Actually, I never claimed that my distro switched smoothly. Ironically, I
literally commented just yesterday complaining that my distro (Arch) did _not_
switch smoothly (and IMHO switched too early)[0]. I had a lot of issues when I
first switched - I couldn't even boot my system, as a lot of stuff did not
migrate cleanly.

Switching is always going to cause upheaval and breakage to at least some
extent, and that's not what OP and I are referring to when talking about FUD.

What I'm talking about are people making factually incorrect (and worse,
_trivially verifiably incorrect_ ) statements about systemd and what it does.
Some of them are just blatantly wrong ("systemd forces you to use binary log
files"[1], "systemd means you can't use init scripts"[2]), "systemd means you
can't use crontab"[3], or my favorite "systemd gives QR code output"[4]).
Others are technically true, but highly misleading ("I don't want everything
to run in PID 1"[5], "systemd is the only way to run cgroups"[6])

There's a difference between disliking systemd on technical merit and
disliking it based on false information that one hasn't even bothered to
verify, and then vocally spreading that misinformation.

[0]
[https://news.ycombinator.com/item?id=8482950](https://news.ycombinator.com/item?id=8482950)

[1] systemd by default does not use _any_ log files (IIRC), and provides text
logs as an alternative to the recommended binary default.
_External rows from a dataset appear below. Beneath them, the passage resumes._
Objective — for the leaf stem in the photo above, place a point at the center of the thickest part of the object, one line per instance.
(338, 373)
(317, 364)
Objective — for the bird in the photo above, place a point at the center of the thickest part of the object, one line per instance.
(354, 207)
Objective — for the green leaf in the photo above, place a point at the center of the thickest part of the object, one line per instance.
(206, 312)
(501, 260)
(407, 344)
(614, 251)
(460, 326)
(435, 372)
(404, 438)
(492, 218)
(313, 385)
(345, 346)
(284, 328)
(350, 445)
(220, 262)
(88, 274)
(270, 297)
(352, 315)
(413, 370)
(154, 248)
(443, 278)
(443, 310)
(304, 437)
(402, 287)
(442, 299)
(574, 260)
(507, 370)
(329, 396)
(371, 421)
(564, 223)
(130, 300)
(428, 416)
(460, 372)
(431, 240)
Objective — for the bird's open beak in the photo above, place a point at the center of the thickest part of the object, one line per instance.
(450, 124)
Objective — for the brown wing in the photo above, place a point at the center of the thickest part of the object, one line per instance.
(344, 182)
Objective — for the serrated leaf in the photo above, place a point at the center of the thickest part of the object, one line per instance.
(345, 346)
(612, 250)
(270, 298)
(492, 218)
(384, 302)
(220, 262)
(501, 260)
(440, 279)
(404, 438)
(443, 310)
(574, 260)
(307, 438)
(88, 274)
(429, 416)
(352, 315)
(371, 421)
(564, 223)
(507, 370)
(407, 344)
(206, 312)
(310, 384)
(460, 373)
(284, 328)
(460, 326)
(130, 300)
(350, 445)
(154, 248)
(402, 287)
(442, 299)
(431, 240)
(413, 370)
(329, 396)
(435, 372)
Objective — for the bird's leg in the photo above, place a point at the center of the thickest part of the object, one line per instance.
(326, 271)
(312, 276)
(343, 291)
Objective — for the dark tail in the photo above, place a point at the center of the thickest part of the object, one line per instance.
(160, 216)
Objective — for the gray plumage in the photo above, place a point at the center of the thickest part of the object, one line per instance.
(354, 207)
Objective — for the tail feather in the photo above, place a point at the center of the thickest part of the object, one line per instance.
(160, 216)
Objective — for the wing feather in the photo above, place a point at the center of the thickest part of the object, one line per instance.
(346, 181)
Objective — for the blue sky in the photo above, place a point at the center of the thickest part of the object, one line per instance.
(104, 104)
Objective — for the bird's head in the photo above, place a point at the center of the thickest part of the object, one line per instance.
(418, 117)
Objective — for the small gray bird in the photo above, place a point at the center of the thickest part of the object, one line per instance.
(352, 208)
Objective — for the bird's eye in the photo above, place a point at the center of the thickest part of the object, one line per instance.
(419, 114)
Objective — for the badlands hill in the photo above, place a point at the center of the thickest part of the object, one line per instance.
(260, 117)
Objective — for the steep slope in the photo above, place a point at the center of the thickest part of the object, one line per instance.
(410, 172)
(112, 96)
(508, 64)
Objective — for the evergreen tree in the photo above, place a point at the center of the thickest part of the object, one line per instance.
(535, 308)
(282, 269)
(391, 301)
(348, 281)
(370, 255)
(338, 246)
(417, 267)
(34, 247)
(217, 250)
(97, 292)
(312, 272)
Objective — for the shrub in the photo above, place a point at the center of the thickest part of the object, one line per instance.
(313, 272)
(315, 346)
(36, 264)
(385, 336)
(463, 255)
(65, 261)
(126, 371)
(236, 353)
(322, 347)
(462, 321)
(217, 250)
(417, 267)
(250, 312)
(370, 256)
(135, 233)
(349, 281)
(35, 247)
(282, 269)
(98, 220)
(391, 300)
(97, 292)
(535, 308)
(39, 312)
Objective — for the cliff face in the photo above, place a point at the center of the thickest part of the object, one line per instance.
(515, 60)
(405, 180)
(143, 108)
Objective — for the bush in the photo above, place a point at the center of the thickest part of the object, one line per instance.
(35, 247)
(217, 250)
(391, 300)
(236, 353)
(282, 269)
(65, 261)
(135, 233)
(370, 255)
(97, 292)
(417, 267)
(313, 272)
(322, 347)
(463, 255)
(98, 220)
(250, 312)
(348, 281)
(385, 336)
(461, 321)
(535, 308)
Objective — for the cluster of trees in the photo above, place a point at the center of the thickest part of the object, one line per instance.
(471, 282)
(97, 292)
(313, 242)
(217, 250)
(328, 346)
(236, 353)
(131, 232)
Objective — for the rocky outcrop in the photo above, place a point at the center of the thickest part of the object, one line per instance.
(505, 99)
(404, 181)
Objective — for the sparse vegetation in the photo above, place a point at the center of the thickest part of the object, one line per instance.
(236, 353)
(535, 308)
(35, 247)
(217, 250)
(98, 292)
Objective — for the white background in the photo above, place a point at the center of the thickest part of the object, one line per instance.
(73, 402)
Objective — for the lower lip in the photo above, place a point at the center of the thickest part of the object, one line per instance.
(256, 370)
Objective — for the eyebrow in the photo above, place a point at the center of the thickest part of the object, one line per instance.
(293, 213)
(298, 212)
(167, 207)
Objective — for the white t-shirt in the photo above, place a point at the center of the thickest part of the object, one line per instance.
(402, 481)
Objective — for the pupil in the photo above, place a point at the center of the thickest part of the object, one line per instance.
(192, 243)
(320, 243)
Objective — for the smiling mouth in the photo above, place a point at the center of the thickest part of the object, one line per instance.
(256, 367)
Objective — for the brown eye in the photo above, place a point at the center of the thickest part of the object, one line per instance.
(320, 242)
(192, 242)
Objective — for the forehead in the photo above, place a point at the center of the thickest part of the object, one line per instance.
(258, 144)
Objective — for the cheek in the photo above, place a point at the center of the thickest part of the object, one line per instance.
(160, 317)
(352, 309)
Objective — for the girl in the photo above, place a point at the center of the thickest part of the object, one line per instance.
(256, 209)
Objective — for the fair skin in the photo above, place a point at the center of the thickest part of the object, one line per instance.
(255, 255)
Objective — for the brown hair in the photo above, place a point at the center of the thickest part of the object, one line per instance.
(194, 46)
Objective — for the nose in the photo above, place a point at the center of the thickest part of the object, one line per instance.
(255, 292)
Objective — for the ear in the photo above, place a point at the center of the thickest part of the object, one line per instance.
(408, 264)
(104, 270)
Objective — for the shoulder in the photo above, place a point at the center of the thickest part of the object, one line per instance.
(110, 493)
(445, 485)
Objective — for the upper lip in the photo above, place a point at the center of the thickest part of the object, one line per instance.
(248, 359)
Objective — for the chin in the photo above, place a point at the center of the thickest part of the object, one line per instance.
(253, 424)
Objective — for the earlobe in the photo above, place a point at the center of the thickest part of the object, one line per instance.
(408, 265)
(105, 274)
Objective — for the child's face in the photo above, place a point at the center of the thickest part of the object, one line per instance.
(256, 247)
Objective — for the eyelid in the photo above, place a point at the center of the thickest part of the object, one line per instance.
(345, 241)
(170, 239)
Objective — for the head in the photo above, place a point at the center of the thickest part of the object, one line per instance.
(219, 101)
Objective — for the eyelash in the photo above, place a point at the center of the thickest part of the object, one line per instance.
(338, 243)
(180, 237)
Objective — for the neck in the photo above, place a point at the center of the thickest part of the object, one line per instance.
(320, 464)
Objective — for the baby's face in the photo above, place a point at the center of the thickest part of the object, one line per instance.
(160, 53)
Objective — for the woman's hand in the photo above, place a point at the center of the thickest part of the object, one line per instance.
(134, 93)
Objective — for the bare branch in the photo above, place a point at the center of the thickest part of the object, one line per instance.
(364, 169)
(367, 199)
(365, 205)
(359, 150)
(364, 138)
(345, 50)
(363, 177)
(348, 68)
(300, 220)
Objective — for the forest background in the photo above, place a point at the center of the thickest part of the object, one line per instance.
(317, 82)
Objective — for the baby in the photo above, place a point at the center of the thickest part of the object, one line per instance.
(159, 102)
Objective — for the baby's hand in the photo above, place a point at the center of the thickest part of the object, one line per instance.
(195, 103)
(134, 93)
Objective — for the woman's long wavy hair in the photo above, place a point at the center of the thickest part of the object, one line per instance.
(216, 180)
You can keep using
syslog just as always.

[2] systemd allows for init script compatibility. I won't claim that all init
scripts will work without any modification, but it's not like you can't keep
using init scripts instead of systemd configs if you don't want to

[3] systemd.timer is something you can use instead of crontab, but it will
also run regular CRON jobs as well.

[4] systemd _does_ have an option to display kernel dumps as QR codes. This
feature is generally not compiled or available by default

[5] systemd includes some functionality that runs in PID 1, but most of what
people actually are talking about does _not_ run in PID 1

[6] systemd is the only way to run cgroups, because the _Linux kernel_
requires that a single arbiter handle all cgroups, and systemd is (was?) the
only program that has actually implemented the entire necessary ABI to do so.
Anyone is free to write another program to handle cgroups instead of systemd.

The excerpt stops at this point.